Democracy veteran: we'll never give up in Hong Kong
Reverend Chu Yiu-ming, who first took on Beijing in the 1980s, says the Occupy Central rally can kick-start civil disobedience in HK
A 30-year veteran of the city's struggle for democracy, Reverend Chu Yiu-ming, said he had exhausted all other means to achieve his goals before deciding to turn to the planned civil disobedience movement, Occupy Central.
While insisting the movement had no enemies, Chu, one of the three core organisers of the plan, warned their democratic struggle could "last for generations" if Beijing failed again to answer their calls.
Chu was among the activists pushing for democracy during the Sino-British negotiation in the 1980s. "They were the old days when we could meet senior mainland officials, such as former director of the State Council's Hong Kong and Macau Affairs Office Lu Ping , to air our demands," Chu said. The Tiananmen Square crackdown in 1989 shut down those avenues of communication.
Chu, alongside late veteran democrat Szeto Wah, takes part in a secret mission to help mainland activists flee the country. He remains a core member of the Hong Kong Alliance in Support of Patriotic Democratic Movements in China.
In 2004, Chu and a group of academics spent months working on a universal suffrage proposal for the chief executive election in 2007 and the Legislative Council election the next year.
Days before they planned to announce the proposal, the Standing Committee of the National People's Congress ruled out universal suffrage for 2007 and 2008.
Among those academics were Dr Benny Tai Yiu-ting, a University of Hong Kong law professor, and Chan Kin-man, a sociology professor at Chinese University. They, along with Chu, are leading the Occupy Central movement, which aims to mobilise at least 10,000 protesters next year to block roads in Central.
"The defeat in 2004 was the time when I decided that civil disobedience was the only way out," said Chu, who will turn 70 next year. "The struggle is not for our generation, but for the next ones."
He said the movement would act as a catalyst for a civil awakening that would encourage people to think carefully about the city's future. "I have heard piteous sounds of suffering and it is because the government is not looking after its people.
"But even a civil disobedience struggle must follow the principle of 'love and peace', and a road blockade will only be the last step of the movement," the Baptist minister said.
"We will be strictly disciplined in practising non-violent protest. We have no enemy. We have no hatred towards the regime. All we want is a political system that will reconnect the government and the people."
But he also warned the struggle would continue until Beijing met their demands.

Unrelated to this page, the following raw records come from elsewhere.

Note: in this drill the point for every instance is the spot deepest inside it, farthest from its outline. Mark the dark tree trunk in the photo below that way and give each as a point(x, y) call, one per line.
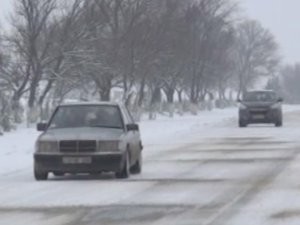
point(170, 94)
point(141, 93)
point(156, 95)
point(179, 93)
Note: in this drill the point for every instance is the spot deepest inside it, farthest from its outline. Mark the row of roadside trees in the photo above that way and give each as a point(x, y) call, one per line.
point(149, 50)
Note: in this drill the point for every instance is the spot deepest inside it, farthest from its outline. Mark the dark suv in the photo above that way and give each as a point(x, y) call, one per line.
point(260, 107)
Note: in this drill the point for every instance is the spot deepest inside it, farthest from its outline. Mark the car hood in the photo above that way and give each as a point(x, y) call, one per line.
point(82, 134)
point(258, 104)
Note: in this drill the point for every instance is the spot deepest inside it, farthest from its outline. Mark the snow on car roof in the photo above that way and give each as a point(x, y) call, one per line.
point(89, 103)
point(261, 90)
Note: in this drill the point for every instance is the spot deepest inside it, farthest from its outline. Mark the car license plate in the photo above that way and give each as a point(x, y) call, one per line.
point(258, 117)
point(77, 160)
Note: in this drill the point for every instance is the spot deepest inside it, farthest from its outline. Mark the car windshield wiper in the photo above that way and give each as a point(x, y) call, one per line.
point(106, 126)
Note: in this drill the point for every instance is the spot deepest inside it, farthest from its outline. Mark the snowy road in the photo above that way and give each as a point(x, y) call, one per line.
point(200, 170)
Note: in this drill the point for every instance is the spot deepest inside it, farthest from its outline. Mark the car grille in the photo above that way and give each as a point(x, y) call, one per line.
point(259, 110)
point(77, 146)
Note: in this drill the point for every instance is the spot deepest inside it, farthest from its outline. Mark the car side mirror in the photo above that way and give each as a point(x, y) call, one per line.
point(132, 127)
point(280, 99)
point(41, 126)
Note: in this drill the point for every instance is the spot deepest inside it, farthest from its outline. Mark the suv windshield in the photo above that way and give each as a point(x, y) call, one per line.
point(259, 96)
point(87, 116)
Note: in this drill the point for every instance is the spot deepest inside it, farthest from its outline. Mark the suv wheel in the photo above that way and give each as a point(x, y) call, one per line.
point(137, 167)
point(125, 172)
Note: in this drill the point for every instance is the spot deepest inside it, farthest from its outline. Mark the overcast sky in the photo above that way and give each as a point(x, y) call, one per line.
point(281, 17)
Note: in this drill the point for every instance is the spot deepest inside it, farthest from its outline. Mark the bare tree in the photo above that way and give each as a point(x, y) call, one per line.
point(256, 53)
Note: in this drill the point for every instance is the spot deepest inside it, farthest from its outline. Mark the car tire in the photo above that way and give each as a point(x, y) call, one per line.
point(278, 123)
point(40, 175)
point(137, 167)
point(58, 174)
point(125, 172)
point(242, 124)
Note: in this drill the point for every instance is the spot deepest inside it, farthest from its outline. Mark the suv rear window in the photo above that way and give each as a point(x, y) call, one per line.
point(259, 96)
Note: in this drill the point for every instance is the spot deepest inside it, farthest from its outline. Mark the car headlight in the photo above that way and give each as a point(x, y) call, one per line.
point(242, 106)
point(47, 146)
point(106, 146)
point(275, 106)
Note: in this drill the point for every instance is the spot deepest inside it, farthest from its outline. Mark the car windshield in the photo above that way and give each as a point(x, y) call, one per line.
point(87, 116)
point(259, 96)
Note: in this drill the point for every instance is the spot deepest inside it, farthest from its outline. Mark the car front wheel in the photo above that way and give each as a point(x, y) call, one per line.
point(137, 167)
point(242, 123)
point(39, 174)
point(125, 172)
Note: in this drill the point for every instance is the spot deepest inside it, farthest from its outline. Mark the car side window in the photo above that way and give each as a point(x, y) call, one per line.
point(129, 115)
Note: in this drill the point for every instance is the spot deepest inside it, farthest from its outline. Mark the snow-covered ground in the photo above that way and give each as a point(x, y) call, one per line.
point(197, 170)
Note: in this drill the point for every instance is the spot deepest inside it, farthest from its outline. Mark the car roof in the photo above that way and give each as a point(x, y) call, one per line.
point(100, 103)
point(251, 91)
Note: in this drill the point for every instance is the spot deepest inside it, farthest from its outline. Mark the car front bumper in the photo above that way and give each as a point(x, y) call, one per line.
point(267, 116)
point(97, 162)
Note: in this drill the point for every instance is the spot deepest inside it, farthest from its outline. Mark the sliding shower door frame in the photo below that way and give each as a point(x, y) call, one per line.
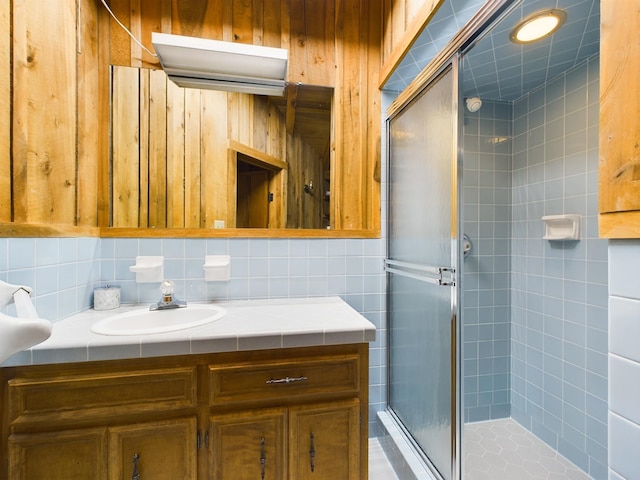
point(455, 261)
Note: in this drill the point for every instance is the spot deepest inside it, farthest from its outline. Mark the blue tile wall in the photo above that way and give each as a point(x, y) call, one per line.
point(448, 20)
point(624, 358)
point(486, 281)
point(61, 271)
point(559, 288)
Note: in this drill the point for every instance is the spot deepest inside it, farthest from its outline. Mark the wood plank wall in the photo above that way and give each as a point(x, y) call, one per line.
point(331, 42)
point(163, 137)
point(619, 166)
point(404, 21)
point(54, 100)
point(47, 136)
point(5, 112)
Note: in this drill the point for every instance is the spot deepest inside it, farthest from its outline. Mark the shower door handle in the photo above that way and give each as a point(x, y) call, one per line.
point(443, 276)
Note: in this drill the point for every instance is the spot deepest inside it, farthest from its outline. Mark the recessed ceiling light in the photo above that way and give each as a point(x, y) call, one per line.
point(538, 25)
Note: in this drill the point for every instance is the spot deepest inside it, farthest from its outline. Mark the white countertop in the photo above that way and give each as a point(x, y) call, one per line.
point(248, 325)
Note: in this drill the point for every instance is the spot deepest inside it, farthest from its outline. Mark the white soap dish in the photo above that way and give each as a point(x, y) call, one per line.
point(148, 269)
point(561, 227)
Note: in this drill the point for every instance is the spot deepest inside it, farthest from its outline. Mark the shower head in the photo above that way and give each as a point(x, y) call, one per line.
point(473, 104)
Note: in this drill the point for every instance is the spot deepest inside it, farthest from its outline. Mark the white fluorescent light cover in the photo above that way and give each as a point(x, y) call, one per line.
point(213, 64)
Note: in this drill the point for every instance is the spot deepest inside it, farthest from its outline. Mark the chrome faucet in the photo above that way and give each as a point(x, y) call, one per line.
point(167, 301)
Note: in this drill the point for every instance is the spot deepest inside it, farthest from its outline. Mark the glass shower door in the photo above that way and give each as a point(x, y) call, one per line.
point(422, 256)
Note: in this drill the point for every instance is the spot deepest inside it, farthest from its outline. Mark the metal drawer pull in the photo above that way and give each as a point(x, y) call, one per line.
point(136, 475)
point(312, 453)
point(263, 458)
point(287, 380)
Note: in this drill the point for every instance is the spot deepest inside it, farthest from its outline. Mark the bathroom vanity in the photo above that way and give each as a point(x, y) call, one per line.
point(290, 401)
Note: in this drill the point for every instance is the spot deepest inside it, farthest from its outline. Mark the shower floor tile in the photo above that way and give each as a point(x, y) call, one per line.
point(504, 450)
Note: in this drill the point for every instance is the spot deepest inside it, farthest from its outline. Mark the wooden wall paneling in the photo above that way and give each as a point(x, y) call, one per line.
point(135, 21)
point(312, 47)
point(144, 132)
point(119, 40)
point(175, 155)
point(294, 189)
point(260, 119)
point(125, 147)
point(5, 111)
point(242, 20)
point(192, 158)
point(155, 16)
point(350, 108)
point(258, 22)
point(197, 18)
point(158, 149)
point(44, 112)
point(619, 120)
point(88, 114)
point(104, 119)
point(403, 36)
point(619, 163)
point(272, 31)
point(217, 196)
point(373, 176)
point(274, 142)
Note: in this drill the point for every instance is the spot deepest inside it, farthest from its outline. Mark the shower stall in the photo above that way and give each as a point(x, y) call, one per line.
point(493, 329)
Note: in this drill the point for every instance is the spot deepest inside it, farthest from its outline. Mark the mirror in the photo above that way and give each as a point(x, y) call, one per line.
point(189, 158)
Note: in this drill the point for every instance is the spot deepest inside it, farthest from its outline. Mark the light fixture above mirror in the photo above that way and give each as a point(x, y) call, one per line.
point(192, 62)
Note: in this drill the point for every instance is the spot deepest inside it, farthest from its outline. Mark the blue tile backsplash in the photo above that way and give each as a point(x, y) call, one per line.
point(64, 272)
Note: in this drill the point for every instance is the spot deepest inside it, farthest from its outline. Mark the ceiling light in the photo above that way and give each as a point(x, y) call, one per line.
point(217, 65)
point(538, 25)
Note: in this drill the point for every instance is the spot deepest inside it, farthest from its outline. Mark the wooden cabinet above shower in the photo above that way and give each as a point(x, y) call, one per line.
point(619, 171)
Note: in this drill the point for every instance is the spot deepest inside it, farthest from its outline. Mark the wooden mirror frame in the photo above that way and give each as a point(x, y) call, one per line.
point(55, 159)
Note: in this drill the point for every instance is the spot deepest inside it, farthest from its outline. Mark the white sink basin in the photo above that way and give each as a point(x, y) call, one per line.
point(17, 334)
point(144, 321)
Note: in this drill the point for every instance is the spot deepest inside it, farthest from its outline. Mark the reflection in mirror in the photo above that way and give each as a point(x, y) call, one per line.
point(189, 158)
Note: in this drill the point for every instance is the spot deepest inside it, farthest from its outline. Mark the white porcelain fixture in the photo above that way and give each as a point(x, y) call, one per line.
point(143, 321)
point(561, 227)
point(25, 330)
point(148, 269)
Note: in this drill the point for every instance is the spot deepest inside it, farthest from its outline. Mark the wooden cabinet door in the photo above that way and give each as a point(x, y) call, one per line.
point(324, 441)
point(249, 445)
point(66, 455)
point(155, 450)
point(619, 166)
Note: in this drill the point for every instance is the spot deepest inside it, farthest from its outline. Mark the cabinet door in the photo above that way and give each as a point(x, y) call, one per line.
point(66, 455)
point(249, 445)
point(163, 449)
point(324, 441)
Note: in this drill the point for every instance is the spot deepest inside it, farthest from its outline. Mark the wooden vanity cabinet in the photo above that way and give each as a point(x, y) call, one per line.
point(292, 413)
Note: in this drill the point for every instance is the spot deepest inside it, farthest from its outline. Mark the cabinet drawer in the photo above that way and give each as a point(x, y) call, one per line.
point(81, 397)
point(286, 380)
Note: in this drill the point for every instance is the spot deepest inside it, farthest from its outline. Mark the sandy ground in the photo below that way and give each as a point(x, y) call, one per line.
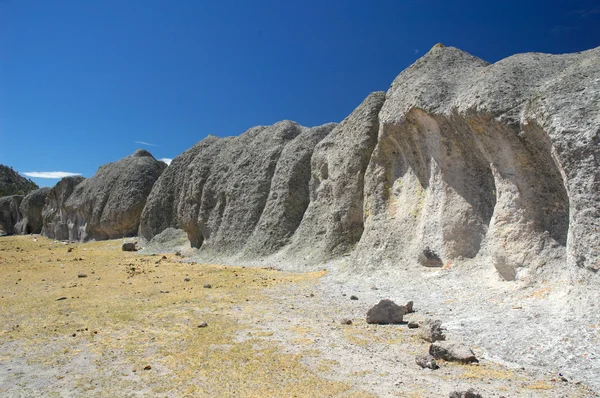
point(130, 328)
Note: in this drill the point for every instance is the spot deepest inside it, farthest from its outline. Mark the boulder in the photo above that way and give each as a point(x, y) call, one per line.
point(54, 213)
point(31, 212)
point(109, 205)
point(432, 331)
point(9, 213)
point(426, 361)
point(385, 312)
point(452, 352)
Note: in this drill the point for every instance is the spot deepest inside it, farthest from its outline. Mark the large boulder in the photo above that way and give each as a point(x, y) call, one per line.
point(54, 214)
point(31, 212)
point(499, 160)
point(9, 213)
point(108, 205)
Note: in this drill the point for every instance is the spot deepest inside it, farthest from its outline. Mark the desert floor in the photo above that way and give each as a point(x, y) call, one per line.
point(89, 320)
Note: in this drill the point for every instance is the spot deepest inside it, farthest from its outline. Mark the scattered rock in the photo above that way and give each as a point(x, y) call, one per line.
point(452, 352)
point(426, 361)
point(385, 312)
point(432, 331)
point(470, 393)
point(129, 247)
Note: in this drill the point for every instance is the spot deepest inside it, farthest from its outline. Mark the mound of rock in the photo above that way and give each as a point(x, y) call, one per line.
point(9, 213)
point(106, 206)
point(31, 212)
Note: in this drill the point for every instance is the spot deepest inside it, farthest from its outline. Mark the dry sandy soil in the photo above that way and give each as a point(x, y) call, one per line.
point(130, 327)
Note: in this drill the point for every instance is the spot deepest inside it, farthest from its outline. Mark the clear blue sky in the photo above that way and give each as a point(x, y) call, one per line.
point(81, 81)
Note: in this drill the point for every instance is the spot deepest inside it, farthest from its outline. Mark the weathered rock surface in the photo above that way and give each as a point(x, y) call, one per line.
point(31, 212)
point(452, 351)
point(12, 183)
point(9, 213)
point(108, 205)
point(495, 160)
point(54, 213)
point(385, 312)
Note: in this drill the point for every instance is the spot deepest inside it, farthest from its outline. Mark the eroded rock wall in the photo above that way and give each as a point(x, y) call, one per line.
point(31, 212)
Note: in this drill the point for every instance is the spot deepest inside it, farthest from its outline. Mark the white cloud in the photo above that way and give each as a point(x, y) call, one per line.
point(50, 174)
point(144, 143)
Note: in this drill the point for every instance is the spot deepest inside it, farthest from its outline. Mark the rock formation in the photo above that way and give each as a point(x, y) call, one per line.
point(12, 183)
point(31, 221)
point(459, 159)
point(9, 213)
point(55, 214)
point(106, 206)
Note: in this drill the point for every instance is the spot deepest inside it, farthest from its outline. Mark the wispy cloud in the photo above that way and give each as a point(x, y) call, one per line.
point(144, 143)
point(50, 174)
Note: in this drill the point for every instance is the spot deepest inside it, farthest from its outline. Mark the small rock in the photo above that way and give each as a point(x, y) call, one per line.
point(413, 325)
point(470, 393)
point(432, 331)
point(426, 361)
point(452, 352)
point(385, 312)
point(129, 247)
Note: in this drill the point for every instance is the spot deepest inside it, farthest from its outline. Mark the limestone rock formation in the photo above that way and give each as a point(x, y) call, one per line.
point(496, 160)
point(9, 213)
point(106, 206)
point(246, 193)
point(12, 183)
point(54, 213)
point(31, 212)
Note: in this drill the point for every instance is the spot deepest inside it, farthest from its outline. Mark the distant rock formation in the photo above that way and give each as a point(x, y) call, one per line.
point(12, 183)
point(458, 159)
point(106, 206)
point(9, 213)
point(31, 221)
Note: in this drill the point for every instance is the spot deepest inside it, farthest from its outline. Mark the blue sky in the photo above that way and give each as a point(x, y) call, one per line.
point(83, 83)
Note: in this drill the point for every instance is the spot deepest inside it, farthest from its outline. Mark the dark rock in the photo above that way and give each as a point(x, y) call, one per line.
point(426, 361)
point(432, 331)
point(470, 393)
point(385, 312)
point(452, 352)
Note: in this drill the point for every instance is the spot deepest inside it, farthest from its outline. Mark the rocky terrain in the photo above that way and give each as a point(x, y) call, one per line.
point(471, 187)
point(12, 183)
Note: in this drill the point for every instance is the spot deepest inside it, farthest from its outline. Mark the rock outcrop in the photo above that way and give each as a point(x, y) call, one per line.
point(459, 159)
point(9, 213)
point(12, 183)
point(106, 206)
point(31, 221)
point(55, 214)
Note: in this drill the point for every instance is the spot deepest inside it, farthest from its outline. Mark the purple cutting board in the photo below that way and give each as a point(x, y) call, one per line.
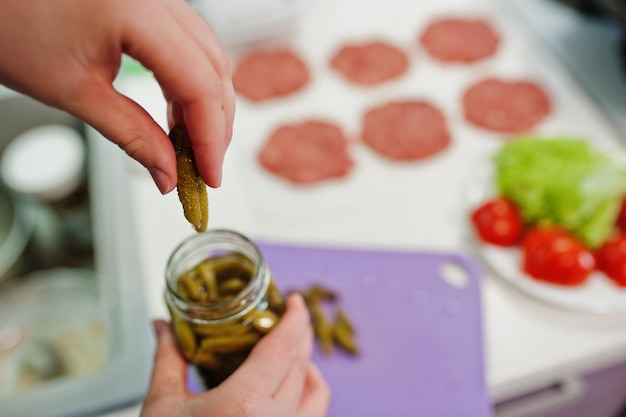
point(420, 337)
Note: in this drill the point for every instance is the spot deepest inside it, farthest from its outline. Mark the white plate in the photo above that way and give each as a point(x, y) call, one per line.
point(597, 295)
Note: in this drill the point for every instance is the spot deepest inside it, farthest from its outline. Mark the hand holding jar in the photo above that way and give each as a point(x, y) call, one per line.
point(276, 379)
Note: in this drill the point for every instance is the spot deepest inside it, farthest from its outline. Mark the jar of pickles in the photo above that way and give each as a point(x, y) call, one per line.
point(222, 299)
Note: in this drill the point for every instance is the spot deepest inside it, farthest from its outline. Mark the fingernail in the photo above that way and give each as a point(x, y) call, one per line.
point(161, 180)
point(160, 327)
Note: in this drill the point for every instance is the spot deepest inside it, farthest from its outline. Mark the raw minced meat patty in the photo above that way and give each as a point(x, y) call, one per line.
point(505, 106)
point(455, 40)
point(263, 75)
point(307, 152)
point(406, 130)
point(370, 63)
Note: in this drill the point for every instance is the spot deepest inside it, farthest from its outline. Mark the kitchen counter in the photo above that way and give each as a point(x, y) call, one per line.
point(528, 344)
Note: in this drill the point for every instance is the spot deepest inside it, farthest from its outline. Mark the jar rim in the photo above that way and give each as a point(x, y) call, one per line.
point(239, 304)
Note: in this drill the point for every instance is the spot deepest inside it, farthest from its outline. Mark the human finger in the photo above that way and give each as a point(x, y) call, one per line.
point(202, 33)
point(128, 125)
point(316, 395)
point(190, 79)
point(170, 369)
point(272, 358)
point(290, 390)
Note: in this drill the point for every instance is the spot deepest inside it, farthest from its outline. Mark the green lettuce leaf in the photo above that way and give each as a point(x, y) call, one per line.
point(563, 181)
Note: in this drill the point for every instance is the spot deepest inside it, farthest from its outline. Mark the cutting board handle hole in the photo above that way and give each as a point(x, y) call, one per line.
point(453, 274)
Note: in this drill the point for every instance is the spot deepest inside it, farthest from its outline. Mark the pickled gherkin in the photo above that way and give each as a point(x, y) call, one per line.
point(191, 187)
point(330, 332)
point(217, 346)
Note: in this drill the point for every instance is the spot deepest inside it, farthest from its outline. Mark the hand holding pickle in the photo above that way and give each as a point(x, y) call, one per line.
point(72, 53)
point(191, 187)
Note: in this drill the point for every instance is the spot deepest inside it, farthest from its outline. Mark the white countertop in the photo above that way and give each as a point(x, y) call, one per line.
point(528, 344)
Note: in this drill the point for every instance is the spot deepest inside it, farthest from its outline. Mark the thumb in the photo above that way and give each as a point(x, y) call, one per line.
point(170, 368)
point(127, 124)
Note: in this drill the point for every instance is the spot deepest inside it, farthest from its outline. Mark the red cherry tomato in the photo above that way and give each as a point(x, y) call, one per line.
point(552, 254)
point(498, 222)
point(621, 218)
point(612, 258)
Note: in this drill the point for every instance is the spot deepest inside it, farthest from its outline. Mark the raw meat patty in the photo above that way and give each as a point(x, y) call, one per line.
point(505, 106)
point(307, 152)
point(263, 75)
point(454, 40)
point(370, 63)
point(406, 130)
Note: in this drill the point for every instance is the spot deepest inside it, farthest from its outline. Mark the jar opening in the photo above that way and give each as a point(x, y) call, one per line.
point(217, 275)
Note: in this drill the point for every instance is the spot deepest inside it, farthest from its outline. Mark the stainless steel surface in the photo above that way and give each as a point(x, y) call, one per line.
point(589, 47)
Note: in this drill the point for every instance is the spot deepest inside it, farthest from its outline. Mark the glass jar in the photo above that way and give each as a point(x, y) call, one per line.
point(222, 300)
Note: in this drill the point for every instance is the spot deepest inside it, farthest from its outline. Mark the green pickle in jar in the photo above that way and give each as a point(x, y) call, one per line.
point(222, 300)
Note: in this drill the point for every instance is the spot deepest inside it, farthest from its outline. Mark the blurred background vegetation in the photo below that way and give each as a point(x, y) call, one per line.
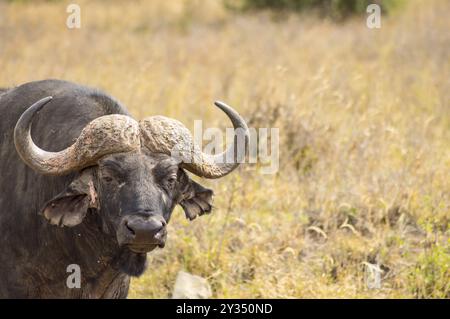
point(364, 121)
point(336, 9)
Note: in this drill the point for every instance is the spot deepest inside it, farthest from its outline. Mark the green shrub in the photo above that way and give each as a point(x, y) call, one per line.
point(336, 9)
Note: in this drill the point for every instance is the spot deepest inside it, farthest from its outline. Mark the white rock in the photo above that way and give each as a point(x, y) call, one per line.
point(188, 286)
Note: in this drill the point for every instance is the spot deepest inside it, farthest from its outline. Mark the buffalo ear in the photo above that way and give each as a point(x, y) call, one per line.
point(70, 206)
point(197, 200)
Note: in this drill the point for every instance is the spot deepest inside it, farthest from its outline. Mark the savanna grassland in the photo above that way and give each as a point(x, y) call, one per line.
point(364, 120)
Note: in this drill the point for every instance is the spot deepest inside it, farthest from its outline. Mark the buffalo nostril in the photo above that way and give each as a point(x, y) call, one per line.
point(131, 230)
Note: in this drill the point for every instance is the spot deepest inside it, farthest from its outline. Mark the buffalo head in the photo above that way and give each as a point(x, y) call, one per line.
point(130, 173)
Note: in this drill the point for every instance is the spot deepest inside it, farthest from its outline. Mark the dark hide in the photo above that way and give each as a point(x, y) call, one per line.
point(34, 254)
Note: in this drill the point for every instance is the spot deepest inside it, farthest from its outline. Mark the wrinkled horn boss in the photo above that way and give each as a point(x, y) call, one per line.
point(169, 136)
point(117, 133)
point(105, 135)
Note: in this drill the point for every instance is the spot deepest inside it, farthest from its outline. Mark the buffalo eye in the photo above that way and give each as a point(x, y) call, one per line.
point(171, 182)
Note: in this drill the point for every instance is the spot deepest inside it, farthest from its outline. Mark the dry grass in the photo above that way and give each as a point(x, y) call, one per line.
point(364, 120)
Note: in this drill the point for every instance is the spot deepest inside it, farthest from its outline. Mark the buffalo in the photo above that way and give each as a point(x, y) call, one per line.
point(83, 183)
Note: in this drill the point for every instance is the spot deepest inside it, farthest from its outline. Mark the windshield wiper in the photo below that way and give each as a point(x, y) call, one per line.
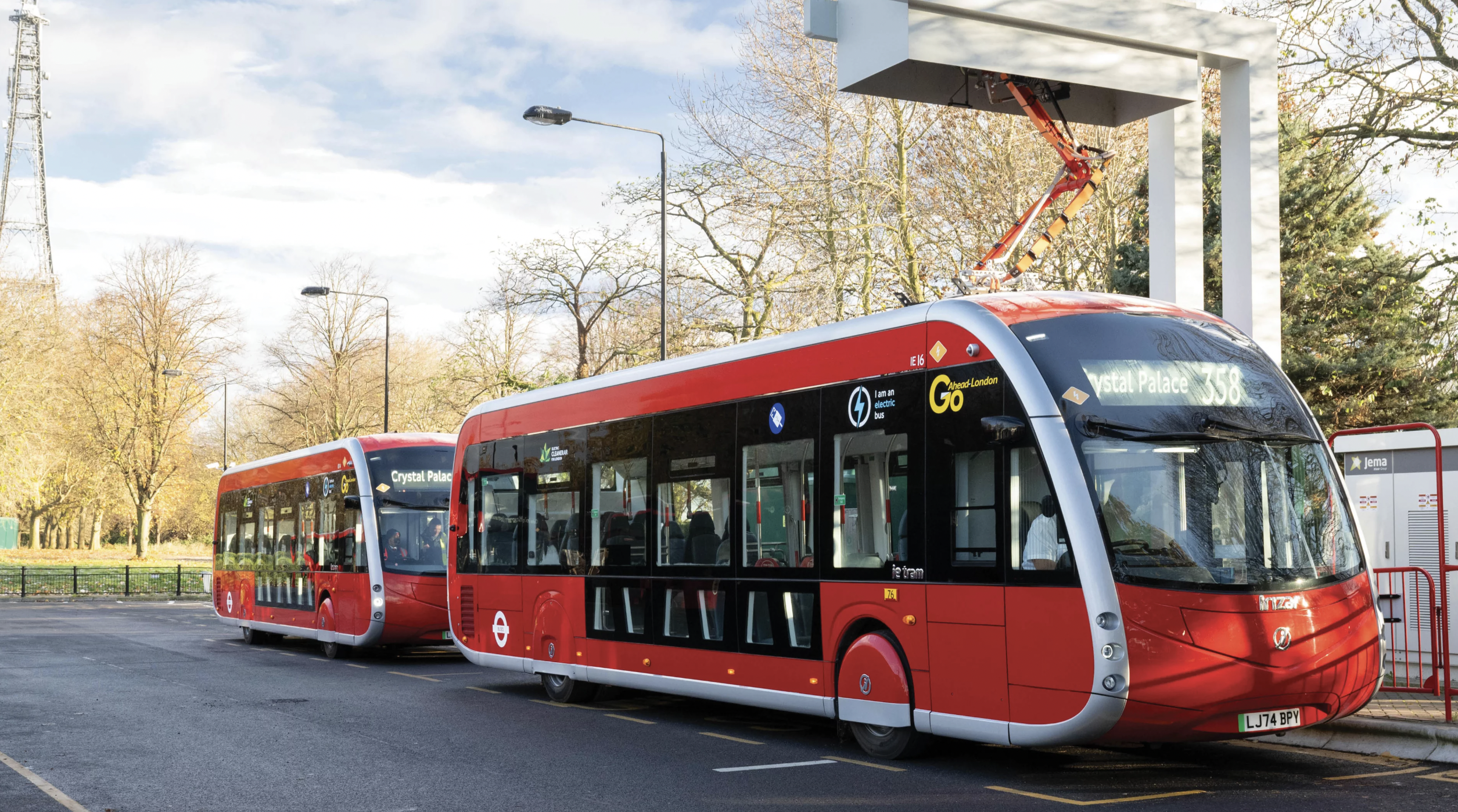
point(1225, 429)
point(1104, 427)
point(1211, 430)
point(410, 505)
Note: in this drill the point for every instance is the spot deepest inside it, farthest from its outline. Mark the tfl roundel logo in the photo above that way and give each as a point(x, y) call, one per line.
point(776, 419)
point(859, 407)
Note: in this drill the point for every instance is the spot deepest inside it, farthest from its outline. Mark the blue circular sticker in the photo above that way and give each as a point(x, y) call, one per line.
point(776, 419)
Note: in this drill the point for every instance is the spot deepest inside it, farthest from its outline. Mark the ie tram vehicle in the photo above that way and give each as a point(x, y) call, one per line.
point(343, 542)
point(1022, 518)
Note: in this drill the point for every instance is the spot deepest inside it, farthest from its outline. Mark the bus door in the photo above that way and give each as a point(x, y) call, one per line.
point(967, 519)
point(499, 502)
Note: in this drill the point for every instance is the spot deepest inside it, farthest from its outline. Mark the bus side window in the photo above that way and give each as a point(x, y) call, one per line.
point(871, 508)
point(1037, 534)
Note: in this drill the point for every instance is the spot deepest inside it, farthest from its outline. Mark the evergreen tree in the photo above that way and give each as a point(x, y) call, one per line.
point(1367, 339)
point(1367, 333)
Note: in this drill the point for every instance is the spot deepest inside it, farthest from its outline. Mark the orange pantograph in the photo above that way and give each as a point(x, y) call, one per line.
point(1079, 175)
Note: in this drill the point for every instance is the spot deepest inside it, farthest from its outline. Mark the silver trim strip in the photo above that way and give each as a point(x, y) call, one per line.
point(871, 712)
point(970, 728)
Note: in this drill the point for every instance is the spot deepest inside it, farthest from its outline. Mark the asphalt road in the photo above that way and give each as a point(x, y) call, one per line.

"Today we have moderates like Benny Tai coming out to propose the Occupy Central plan. The next generation will also come out, like Benny Tai, should our demands for democracy not be met," he said.
Chu was also using the protest to urge Hongkongers to rethink their obsession with money - sometimes called "the Central value". "Man does not live on bread alone," he said. "It is the reason we are doing Occupy Central, not Occupy Western," where the central government's liaison office is located.